Published 12th September (Mitchell Beazley, £20.00)

Photographs: Jonathan Lovekin

Tomatoes with Dijon mustard and cream on toast

In the dreary sea of food writing cliche, where tomatoes ‘smell of sunshine’, chocolate is ‘scrummy’ and cakes are ‘moist’, Valentine Warner is a perky, plucky lifeboat. I want to eat what he’s cooked but more than that, I want to read what he’s written. How could you not love a man who describes razor clams as looking ‘like Cuban cigars in an elastic band, pale feet lolling out like the tongues of tired horses.’ Or a cook who claims that if his pickled onion, steak and ale pudding were a person it would be ‘the local thick-wristed, silent giant who whops crickets balls from the village green to kingdom come.’

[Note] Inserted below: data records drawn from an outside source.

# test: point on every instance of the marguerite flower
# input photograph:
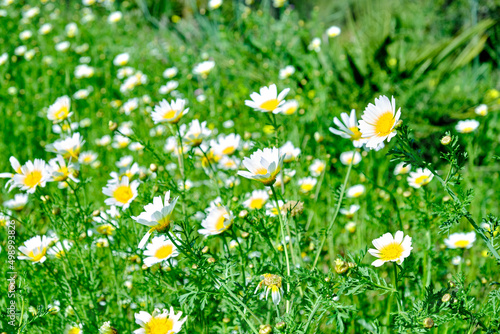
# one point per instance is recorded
(378, 121)
(420, 178)
(268, 100)
(263, 165)
(391, 249)
(460, 240)
(156, 215)
(346, 158)
(169, 112)
(121, 192)
(272, 283)
(160, 249)
(257, 199)
(32, 174)
(348, 128)
(159, 323)
(35, 249)
(217, 221)
(60, 110)
(467, 126)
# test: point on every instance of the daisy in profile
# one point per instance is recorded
(271, 283)
(69, 147)
(158, 323)
(420, 178)
(349, 213)
(196, 133)
(169, 112)
(460, 240)
(17, 203)
(256, 200)
(33, 174)
(348, 128)
(60, 110)
(346, 158)
(121, 192)
(355, 191)
(16, 166)
(317, 167)
(156, 215)
(159, 249)
(378, 121)
(307, 184)
(204, 68)
(263, 165)
(35, 249)
(60, 248)
(391, 249)
(467, 126)
(268, 100)
(291, 152)
(218, 220)
(402, 168)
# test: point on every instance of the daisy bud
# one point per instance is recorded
(428, 323)
(445, 140)
(112, 126)
(281, 325)
(265, 329)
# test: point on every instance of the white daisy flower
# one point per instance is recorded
(160, 249)
(401, 168)
(164, 322)
(256, 200)
(348, 128)
(60, 110)
(307, 184)
(460, 240)
(263, 165)
(268, 100)
(121, 59)
(156, 215)
(355, 191)
(467, 126)
(317, 167)
(35, 249)
(33, 174)
(121, 193)
(420, 178)
(378, 121)
(347, 157)
(169, 112)
(218, 220)
(391, 249)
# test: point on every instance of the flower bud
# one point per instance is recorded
(428, 323)
(445, 140)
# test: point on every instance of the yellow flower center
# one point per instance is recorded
(390, 252)
(384, 124)
(261, 171)
(229, 150)
(62, 113)
(356, 134)
(33, 178)
(123, 194)
(164, 252)
(38, 257)
(422, 180)
(256, 203)
(270, 105)
(462, 243)
(159, 326)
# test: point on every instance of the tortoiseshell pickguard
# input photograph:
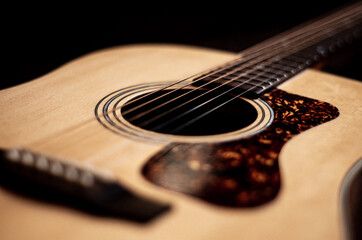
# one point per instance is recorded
(244, 172)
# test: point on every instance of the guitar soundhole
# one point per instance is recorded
(189, 112)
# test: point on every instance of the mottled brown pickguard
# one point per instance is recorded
(240, 173)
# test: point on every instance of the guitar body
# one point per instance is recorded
(54, 115)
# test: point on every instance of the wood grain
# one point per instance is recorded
(54, 115)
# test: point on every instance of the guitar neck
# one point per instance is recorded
(268, 64)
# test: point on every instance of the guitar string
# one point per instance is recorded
(165, 123)
(317, 25)
(236, 69)
(273, 60)
(58, 135)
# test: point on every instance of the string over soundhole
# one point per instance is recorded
(187, 114)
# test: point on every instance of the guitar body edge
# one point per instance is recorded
(54, 115)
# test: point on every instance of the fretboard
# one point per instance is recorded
(266, 65)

Applying the test in reverse, if Valentine Warner was transformed into a recipe, he’d be his ‘Dorset Breakfast’ – substantial, surprising, full of good cheer and eccentrically English. His writing is the perfect comic side-kick to his serious food, although it has to be said that at times he reaches for a metaphor beyond my grasp. I struggled with his description of a steak that tastes of ‘bull sweat’ and was utterly baffled by his instruction that potato for gnocchi should be grated on ‘the setting you would do children’s Cheddar on.’ But when the food and the prose are as good as Valentine Warner’s, I really don’t care.

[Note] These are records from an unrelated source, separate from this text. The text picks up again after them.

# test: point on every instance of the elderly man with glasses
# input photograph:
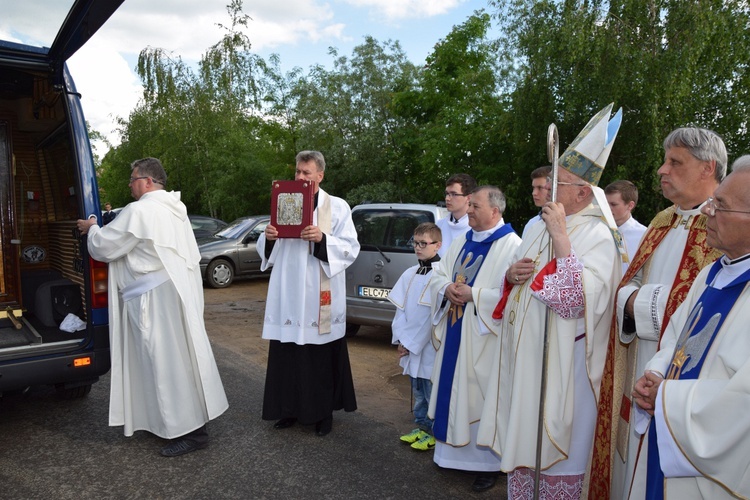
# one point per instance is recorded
(671, 254)
(692, 397)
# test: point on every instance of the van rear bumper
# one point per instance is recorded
(57, 368)
(361, 311)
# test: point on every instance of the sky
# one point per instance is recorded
(299, 31)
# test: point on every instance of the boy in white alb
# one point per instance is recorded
(412, 330)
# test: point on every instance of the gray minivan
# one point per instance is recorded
(47, 182)
(385, 232)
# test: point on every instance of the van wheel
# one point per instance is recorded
(73, 392)
(219, 274)
(351, 330)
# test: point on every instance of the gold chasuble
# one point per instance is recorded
(613, 420)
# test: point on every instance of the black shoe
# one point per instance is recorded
(323, 427)
(484, 482)
(285, 422)
(181, 446)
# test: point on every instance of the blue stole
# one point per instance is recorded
(465, 270)
(697, 336)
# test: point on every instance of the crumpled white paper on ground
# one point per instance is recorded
(72, 323)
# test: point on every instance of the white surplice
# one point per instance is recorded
(412, 325)
(478, 335)
(293, 302)
(164, 377)
(632, 231)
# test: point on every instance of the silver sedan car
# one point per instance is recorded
(231, 252)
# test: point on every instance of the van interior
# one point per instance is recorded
(41, 277)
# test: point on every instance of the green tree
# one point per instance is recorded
(347, 114)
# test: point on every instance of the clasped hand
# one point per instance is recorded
(458, 293)
(645, 389)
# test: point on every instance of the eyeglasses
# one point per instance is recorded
(561, 183)
(422, 244)
(712, 208)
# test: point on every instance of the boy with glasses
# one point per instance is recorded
(412, 330)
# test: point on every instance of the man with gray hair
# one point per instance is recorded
(692, 398)
(308, 374)
(464, 289)
(164, 377)
(670, 256)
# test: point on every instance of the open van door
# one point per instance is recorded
(47, 182)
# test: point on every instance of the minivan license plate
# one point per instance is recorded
(374, 293)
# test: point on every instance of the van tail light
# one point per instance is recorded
(99, 285)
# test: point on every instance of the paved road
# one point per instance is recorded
(64, 449)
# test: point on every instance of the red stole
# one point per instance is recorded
(614, 402)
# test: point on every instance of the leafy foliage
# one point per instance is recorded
(393, 131)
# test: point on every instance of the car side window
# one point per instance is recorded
(257, 231)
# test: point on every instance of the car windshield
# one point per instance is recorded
(236, 228)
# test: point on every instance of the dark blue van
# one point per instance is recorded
(53, 297)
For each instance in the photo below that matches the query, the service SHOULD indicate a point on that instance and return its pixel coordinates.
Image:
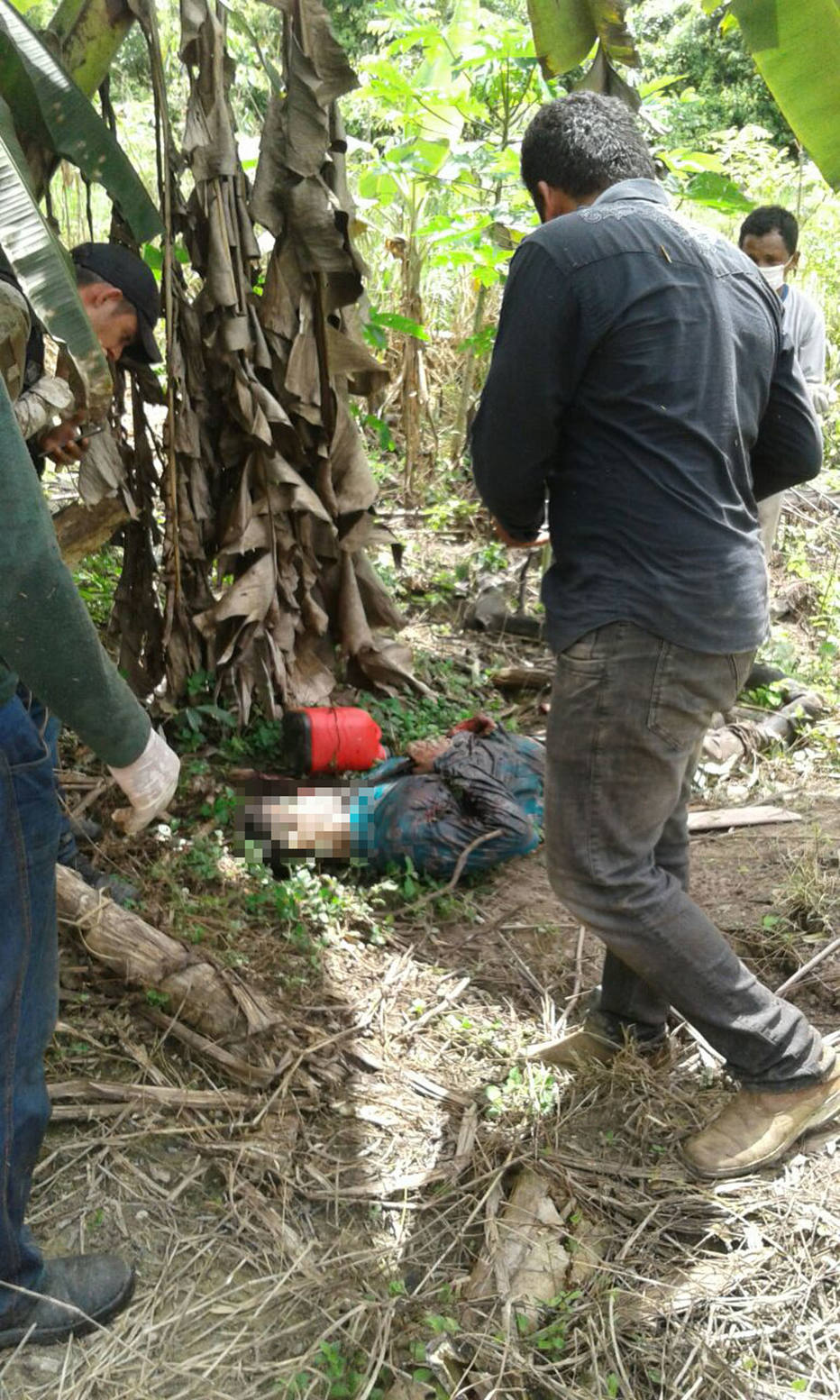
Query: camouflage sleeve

I can’t think of another contemporary food writer who would dare include a deliberately inedible recipe for burnt toast, boiled egg and black tea, concluding with the instruction that you should ‘put everything on a tray, take it to the invalid and remove, uneaten, 1 hour later.’ But reading that recipe gave me as much pleasure as devouring his instructions for more sybaritic pleasures such as ‘cod with mussels and celery’ and ‘ceps and apples in puff pastry.’

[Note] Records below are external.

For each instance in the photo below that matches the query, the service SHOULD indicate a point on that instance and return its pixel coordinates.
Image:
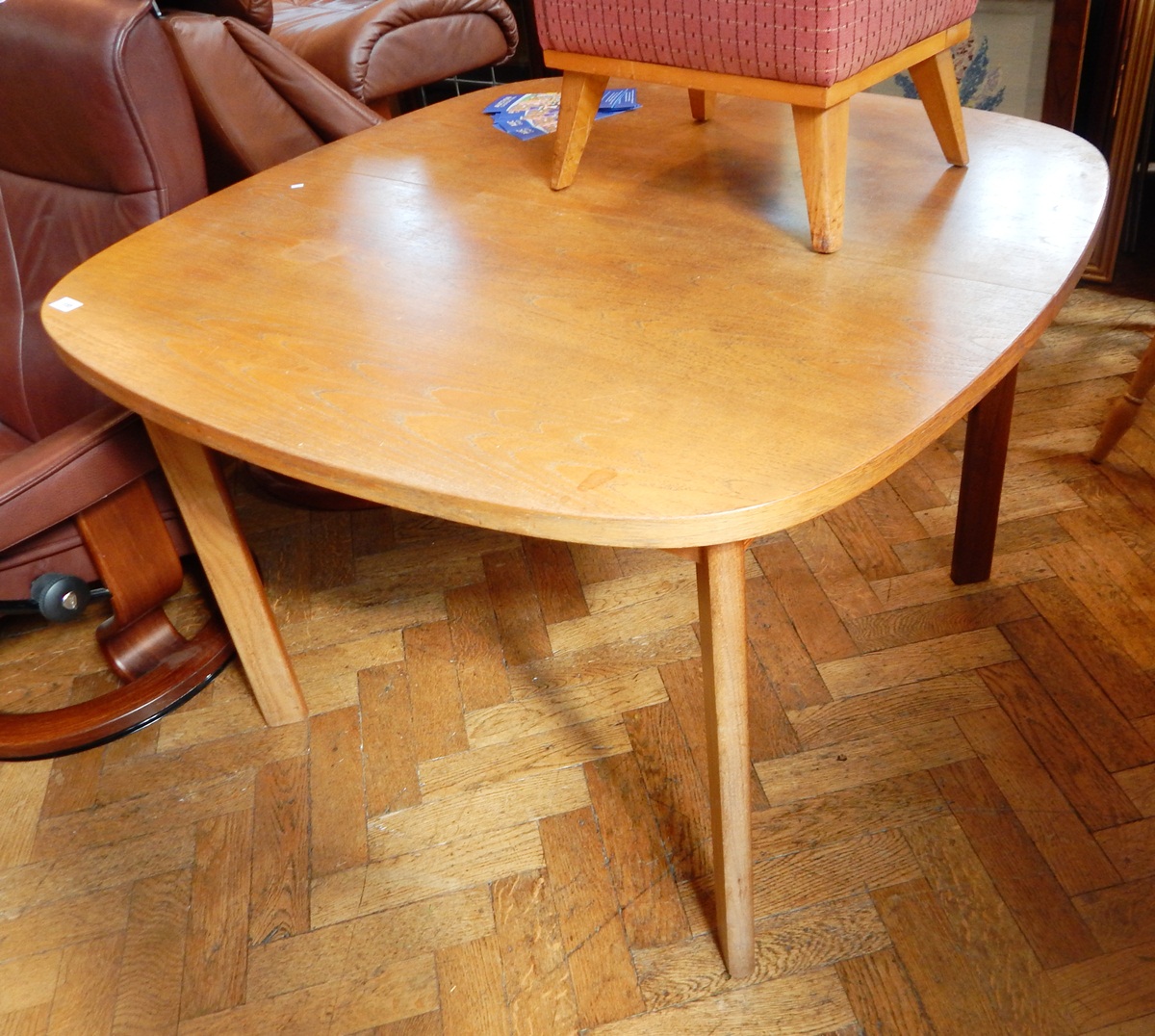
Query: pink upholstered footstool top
(813, 41)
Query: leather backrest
(257, 103)
(98, 139)
(12, 324)
(258, 13)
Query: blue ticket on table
(526, 116)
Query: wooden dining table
(652, 358)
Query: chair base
(820, 114)
(126, 538)
(118, 712)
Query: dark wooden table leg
(983, 462)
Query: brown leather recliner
(103, 129)
(378, 48)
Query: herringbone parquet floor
(495, 819)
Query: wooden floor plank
(471, 991)
(882, 995)
(1084, 779)
(593, 933)
(951, 993)
(540, 995)
(639, 868)
(1072, 854)
(336, 792)
(151, 967)
(1023, 881)
(217, 949)
(278, 903)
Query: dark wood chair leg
(983, 464)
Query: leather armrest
(386, 46)
(59, 476)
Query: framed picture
(1003, 65)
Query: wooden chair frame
(821, 115)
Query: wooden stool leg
(939, 92)
(212, 523)
(702, 104)
(722, 613)
(821, 135)
(985, 461)
(1126, 409)
(581, 93)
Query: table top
(653, 357)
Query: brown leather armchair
(85, 160)
(378, 48)
(111, 119)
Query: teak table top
(653, 357)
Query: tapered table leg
(722, 612)
(581, 93)
(985, 461)
(207, 509)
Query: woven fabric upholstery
(814, 41)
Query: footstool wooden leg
(1126, 409)
(702, 104)
(821, 135)
(722, 612)
(938, 89)
(581, 93)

There’s a generosity of spirit to this book, a lack of pomposity and a huge joie de vivre. He exhorts us to ‘cook with love, shop like a European and don’t ignore the knobbly veg. Scrape the mould off the chutney, don’t forget to honour the things at the back of the fridge; and above all remember that this book, is, in a sense, no longer mine but rather yours.’ As if comedy, fine prose and divine food aren’t enough – he’s giving us democratic rights to boot! As a manifesto for life, The Good Table gets my vote.